Chirone annuì. L'espressione grave aveva sostituito quella gentile di qualche attimo prima e lanciò un'occhiata a Percy che si sedette sul divano al fianco della ragazza, sfiorandole la coscia con la propria. - Si, una bomba Zar che il governo americano è deciso a sganciare solo per fermare lo scoppio di una possibile terza guerra mondiale. - E Annabeth, in quel momento smise di respirare.

- Una sorta di Hiroshima e Nagasaki nel 1945 - le dita della mano destra si strinsero convulsamente sul cuscino sul quale era seduta mentre lei si protendeva istintivamente verso Chirone. - Allora è vero che sta per scoppiare una terza guerra mondiale.

L'uomo davanti a lei annuì e il cuore di Annabeth perse dolorosamente un battito. - Più che altro il governo americano è sempre stato più bravo a prevenire che a curare. - Sorrise amaramente prima di continuare. - Ti starai chiedendo però, cosa ci fai tu in mezzo a tutto questo. Se c'è un governo che vuole usare una Bomba Zar per fermare la terza guerra mondiale, ci sono delle associzioni che vanno contro il volere dello Stato e che si vogliono impadronire della nuova bomba Zar per far scoppiare la terza guerra mondiale.

- La Cronos recluta persone come Nakamura prima che possiamo farlo noi, nel tentativo di ricreare la formula chimica che è andata perduta con la morte dei tuoi genitori. - Era la prima volta che Percy parlava da quando erano entrati nella Casa Grande e Annabeth si voltò verso di lui, prendendosi più tempo del necessario per osservare quelle iridi smeraldo.

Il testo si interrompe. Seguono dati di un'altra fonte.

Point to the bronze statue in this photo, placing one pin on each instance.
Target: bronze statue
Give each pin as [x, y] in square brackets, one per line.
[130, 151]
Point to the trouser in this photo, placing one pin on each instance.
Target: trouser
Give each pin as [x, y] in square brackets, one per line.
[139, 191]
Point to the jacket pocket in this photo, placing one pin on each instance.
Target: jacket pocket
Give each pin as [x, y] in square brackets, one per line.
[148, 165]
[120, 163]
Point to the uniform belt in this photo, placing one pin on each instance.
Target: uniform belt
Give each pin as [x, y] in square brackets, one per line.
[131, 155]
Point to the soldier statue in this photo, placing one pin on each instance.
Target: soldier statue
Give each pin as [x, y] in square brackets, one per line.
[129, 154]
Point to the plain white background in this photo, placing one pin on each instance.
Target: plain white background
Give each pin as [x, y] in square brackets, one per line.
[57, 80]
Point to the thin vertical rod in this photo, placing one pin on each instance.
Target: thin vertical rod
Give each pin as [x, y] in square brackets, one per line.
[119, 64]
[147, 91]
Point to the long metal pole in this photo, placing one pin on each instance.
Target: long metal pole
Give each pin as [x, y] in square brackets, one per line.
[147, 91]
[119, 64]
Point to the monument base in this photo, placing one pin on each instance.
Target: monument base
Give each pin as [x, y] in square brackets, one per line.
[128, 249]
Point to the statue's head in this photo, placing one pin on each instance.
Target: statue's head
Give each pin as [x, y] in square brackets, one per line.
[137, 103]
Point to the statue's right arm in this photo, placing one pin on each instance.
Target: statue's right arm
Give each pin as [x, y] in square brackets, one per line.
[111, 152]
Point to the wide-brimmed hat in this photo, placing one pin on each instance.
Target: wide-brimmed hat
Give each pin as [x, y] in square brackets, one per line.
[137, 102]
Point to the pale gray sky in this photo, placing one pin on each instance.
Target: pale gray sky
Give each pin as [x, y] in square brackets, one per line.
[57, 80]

- Questo non è un normale programma protezione testimoni, Annabeth - attirò la sua attenzione Chirone, spingendo la sedia a rotelle con le braccia. - Tu non puoi essere in un normale programma di protezione testimoni perché sei l'unica in grado di poter ricreare la formula chimica per la costruzione della bomba Zar e, inoltre, sei anche una delle poche reclute che sa già difendersi.

Ed Annabeth sorrise per la prima volta da quando quelli della Cronos erano entrati in casa sua. - Zia Marin aveva insistito molto perché facessi corsi di lotta. Ne ho seguiti talmente tanti che ho perso il conto - disse mentre la sua voce si spegneva e lei si ritrovava a ringraziare mentalmente la donna più importante della sua vita ancora una volta.

Chirone la guardò con una scintilla nelle iridi scure prima che la sua espressione si facesse nuovamente determinata. - Per questo, dobbiamo proteggerti e addestrarti. Ethan Nakamura è stato lasciato vivo così che la Cronos possa sapere di non aver vinto.

Ma perché se la Cronos è un'associazione, lo Stato non l'ha ancora distrutta? - domandò Annabeth confusa conficcando le dita nella stoffa vecchia del divano.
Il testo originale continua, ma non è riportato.